In contrast, consider a hospital dataset containing newborn records, where each child is assigned a unique ID. If multiple records share the same ID, they clearly represent the same child and must be considered duplicates. Such records should be removed to maintain data accuracy.
Format or change datatypes
Data types should be converted when necessary. For example, if a column contains values such as Y/N, it can be converted to 0/1 to improve processing efficiency, since computers handle binary data more efficiently than strings. Additionally, any date or time-related column must be in the correct format to perform time series analysis.
Consider another example from survey data: a column named covid_positive contains values with the same meaning but expressed using different strings, such as “positive”, “n”, “negatively”, and “negative”. To improve readability, consistency, and ease of analysis, these values should be standardized and converted into a binary format (0/1).
Renaming columns
When multiple datasets need to be combined for analysis, they must use consistent column names and represent the same type of information in the same way. This may require renaming columns or transforming the data within a column.
For example, consider three COVID-19 survey datasets: Survey-1, Survey-2, and Survey-3. Surveys 1 and 2 include a week column, while Survey-3 contains a month column. To bring all datasets onto a common basis for analysis, the time information must be standardized—either by converting all data to weeks or all data to months—so that the datasets can be combined and analyzed consistently.
After completing this entire process, you obtain data that is fully prepared for analysis, visualization, and modeling.
Exploratory Data Analysis (EDA)
EDA is an important step in data analysis where you look at your data carefully to understand it before doing any calculations or building models.

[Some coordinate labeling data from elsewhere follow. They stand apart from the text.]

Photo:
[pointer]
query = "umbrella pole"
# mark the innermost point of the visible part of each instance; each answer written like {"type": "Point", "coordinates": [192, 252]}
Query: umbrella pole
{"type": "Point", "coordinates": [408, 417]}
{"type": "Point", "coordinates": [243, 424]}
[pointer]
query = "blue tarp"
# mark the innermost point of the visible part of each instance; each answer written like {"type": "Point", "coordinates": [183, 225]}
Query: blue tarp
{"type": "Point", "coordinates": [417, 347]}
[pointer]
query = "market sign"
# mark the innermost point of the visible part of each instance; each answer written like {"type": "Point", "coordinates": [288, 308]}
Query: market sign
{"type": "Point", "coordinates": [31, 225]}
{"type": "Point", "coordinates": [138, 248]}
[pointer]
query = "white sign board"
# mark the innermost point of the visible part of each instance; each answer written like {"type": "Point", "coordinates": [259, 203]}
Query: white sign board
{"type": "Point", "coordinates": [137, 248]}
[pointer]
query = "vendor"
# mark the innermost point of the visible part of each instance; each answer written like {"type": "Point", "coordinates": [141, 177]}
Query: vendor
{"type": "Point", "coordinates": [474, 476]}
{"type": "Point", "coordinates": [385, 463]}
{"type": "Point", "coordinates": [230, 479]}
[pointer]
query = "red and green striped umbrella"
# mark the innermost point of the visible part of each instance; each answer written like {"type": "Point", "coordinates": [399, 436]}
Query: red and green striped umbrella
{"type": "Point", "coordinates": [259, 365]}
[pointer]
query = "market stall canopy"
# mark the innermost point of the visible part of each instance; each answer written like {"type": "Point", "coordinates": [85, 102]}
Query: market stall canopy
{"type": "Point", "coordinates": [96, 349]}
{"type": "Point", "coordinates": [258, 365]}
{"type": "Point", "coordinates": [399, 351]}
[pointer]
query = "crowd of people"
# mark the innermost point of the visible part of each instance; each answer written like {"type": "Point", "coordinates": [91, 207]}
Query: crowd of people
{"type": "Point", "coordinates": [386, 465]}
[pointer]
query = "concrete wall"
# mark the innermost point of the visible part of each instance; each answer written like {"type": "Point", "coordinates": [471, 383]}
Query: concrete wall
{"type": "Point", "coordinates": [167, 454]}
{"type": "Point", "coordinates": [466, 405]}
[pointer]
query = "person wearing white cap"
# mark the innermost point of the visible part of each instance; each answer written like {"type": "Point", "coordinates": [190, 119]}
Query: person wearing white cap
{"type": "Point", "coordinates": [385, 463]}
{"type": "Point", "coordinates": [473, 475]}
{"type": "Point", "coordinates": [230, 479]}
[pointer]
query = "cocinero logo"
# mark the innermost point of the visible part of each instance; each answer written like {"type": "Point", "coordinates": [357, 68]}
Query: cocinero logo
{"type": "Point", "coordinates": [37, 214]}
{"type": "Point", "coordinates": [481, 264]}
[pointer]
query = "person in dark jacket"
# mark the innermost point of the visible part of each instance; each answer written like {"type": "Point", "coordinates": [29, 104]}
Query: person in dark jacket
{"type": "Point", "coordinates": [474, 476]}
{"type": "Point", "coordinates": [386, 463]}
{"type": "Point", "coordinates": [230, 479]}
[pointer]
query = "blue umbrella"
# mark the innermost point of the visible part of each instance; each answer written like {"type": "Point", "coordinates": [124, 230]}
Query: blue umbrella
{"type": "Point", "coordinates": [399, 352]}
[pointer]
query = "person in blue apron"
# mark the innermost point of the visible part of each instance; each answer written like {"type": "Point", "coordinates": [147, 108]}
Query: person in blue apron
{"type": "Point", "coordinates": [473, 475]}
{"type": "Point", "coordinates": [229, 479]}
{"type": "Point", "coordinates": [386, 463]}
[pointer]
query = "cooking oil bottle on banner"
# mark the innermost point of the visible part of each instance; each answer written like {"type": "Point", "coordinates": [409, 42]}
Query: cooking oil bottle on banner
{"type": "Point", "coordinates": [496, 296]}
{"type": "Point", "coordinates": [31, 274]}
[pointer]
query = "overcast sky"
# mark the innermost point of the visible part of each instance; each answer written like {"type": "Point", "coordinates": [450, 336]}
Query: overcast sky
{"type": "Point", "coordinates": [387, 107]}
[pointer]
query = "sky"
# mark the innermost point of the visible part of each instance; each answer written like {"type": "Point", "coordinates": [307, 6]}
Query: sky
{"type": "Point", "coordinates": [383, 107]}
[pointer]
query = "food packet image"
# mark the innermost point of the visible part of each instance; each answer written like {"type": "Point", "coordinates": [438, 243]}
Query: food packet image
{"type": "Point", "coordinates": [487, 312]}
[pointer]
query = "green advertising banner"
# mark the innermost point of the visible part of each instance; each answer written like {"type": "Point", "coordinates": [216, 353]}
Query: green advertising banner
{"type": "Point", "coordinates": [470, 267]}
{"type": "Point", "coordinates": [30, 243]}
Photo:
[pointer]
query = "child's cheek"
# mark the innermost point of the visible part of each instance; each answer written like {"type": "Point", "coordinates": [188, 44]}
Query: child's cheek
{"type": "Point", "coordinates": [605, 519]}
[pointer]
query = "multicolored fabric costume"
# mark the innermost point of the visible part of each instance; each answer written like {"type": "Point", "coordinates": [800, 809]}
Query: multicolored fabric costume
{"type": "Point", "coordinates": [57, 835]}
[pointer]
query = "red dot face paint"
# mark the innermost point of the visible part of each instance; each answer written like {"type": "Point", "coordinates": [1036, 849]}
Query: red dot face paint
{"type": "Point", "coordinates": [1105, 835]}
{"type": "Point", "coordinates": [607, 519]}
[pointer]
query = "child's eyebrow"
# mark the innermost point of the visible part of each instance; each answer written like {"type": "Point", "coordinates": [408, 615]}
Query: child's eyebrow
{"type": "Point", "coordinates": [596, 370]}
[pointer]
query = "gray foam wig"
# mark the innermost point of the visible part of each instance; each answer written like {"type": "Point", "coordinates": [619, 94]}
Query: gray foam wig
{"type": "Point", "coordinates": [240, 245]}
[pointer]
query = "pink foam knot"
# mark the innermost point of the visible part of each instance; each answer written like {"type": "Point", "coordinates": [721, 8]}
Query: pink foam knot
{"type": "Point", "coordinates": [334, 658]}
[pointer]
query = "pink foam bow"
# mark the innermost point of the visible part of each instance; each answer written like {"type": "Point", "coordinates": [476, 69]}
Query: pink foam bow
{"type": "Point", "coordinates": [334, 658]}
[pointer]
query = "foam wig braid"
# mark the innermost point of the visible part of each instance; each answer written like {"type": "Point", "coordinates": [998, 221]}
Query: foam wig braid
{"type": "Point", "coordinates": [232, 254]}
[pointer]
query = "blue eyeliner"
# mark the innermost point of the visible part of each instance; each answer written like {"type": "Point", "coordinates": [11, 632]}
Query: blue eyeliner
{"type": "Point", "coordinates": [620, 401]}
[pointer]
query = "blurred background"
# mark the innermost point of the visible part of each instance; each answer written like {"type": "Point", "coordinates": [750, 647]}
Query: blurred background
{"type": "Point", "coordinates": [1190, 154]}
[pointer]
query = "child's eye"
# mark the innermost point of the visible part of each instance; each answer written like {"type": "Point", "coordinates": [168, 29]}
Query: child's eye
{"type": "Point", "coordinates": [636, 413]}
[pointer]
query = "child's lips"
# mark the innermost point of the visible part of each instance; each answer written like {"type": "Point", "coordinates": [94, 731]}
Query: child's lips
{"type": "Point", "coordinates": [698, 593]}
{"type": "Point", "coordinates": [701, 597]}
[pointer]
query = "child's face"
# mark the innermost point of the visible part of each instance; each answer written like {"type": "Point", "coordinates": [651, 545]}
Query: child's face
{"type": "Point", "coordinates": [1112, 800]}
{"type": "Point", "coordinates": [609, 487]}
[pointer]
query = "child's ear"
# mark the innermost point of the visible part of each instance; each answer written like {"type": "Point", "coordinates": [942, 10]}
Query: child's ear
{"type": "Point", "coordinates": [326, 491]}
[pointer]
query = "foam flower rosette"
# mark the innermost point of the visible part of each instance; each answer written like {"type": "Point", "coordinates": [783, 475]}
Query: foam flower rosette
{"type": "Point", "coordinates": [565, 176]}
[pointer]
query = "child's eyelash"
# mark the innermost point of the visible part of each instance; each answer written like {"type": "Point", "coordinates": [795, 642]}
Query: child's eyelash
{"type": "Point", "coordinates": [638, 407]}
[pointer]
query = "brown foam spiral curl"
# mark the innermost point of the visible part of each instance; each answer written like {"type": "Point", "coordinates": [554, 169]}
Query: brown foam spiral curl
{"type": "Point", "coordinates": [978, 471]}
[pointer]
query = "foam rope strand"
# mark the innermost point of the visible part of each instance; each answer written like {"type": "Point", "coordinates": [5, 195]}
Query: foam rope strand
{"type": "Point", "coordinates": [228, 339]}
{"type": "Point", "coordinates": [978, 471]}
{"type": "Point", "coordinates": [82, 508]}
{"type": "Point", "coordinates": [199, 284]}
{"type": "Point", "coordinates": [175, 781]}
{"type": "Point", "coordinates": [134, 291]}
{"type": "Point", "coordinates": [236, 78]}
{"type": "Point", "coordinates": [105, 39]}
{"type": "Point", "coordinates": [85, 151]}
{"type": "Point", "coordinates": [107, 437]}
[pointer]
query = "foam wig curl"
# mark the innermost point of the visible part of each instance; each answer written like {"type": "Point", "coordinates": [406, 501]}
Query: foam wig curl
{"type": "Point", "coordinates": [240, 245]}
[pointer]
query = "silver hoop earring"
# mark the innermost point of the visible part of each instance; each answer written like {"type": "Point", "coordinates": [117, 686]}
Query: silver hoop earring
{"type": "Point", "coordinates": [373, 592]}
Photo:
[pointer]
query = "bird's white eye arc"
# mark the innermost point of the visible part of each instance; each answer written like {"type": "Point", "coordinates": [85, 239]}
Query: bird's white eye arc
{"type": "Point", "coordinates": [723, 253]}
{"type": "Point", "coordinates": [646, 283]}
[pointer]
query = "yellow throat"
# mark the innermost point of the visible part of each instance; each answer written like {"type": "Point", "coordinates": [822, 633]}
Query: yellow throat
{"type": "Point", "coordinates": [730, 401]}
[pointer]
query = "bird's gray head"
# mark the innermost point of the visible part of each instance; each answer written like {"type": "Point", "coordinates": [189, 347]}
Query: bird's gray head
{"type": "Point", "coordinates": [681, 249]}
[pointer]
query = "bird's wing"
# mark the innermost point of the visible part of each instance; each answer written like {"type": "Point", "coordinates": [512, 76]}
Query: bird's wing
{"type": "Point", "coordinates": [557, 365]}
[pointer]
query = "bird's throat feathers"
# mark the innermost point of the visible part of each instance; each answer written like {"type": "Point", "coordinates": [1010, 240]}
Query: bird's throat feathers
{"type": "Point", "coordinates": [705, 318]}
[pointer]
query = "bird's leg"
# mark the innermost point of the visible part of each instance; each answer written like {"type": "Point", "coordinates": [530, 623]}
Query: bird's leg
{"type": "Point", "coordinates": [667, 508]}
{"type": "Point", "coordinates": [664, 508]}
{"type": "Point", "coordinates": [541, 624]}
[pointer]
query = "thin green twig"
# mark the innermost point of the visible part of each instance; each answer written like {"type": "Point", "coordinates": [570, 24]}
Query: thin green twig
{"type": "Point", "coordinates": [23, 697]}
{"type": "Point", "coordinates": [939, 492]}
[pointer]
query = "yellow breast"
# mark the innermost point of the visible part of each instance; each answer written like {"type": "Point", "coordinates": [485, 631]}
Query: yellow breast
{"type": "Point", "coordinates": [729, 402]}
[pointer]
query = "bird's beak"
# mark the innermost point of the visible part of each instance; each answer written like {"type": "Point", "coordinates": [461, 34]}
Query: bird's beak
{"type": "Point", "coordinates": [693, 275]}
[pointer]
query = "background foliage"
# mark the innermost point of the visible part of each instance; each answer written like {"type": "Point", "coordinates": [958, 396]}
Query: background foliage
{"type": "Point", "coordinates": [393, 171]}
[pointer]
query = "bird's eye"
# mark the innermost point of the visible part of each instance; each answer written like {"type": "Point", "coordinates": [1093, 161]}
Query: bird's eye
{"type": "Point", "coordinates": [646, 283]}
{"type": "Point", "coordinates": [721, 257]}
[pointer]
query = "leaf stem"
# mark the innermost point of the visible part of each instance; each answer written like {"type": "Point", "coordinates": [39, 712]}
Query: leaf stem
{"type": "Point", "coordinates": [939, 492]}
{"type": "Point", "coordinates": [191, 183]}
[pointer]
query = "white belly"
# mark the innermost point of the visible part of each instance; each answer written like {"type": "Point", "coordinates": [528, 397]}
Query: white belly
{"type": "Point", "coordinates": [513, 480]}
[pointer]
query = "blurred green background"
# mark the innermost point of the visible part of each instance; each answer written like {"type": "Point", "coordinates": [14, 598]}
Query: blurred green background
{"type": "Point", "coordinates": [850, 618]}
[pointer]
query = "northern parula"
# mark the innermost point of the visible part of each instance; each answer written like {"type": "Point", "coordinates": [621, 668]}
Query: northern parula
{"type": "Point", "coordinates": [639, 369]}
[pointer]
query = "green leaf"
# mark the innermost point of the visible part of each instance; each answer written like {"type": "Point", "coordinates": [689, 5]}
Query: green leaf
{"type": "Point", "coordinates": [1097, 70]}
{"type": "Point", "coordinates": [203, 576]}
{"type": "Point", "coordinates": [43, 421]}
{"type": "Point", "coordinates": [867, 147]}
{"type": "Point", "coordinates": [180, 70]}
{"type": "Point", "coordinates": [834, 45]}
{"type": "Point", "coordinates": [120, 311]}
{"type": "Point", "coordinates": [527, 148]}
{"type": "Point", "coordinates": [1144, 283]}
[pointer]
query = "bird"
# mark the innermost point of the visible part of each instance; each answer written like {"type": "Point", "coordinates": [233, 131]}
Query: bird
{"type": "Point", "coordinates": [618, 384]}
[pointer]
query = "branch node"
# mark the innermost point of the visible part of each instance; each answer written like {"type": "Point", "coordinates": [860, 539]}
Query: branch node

The main goal is to find patterns, spot unusual values, test ideas, and make sure the data makes sense.
In this step you start by checking basic statistics like the average, middle value, or range to understand the numbers. Next, you look at how the data is spread and spot any missing values that need attention. You also watch out for outliers, which are unusual values that can affect your results. Finally, you explore connections between different pieces of data using charts and tables to see how they relate to each other.
For example we can see top five symptoms reported for probable covid-19 positive as below

Common Python tools for EDA
o Pandas – summary stats, handling missing values, grouping
o Matplotlib & Seaborn – visualization of distributions, correlations
o NumPy – numerical computations
o Plotly – interactive charts
Key insight:
Python is essential for data analysis because it supports the entire analytical workflow—from reading and cleaning messy data to transforming, analyzing, and preparing it for accurate insights and effective visualization—something visualization tools alone cannot fully achieve.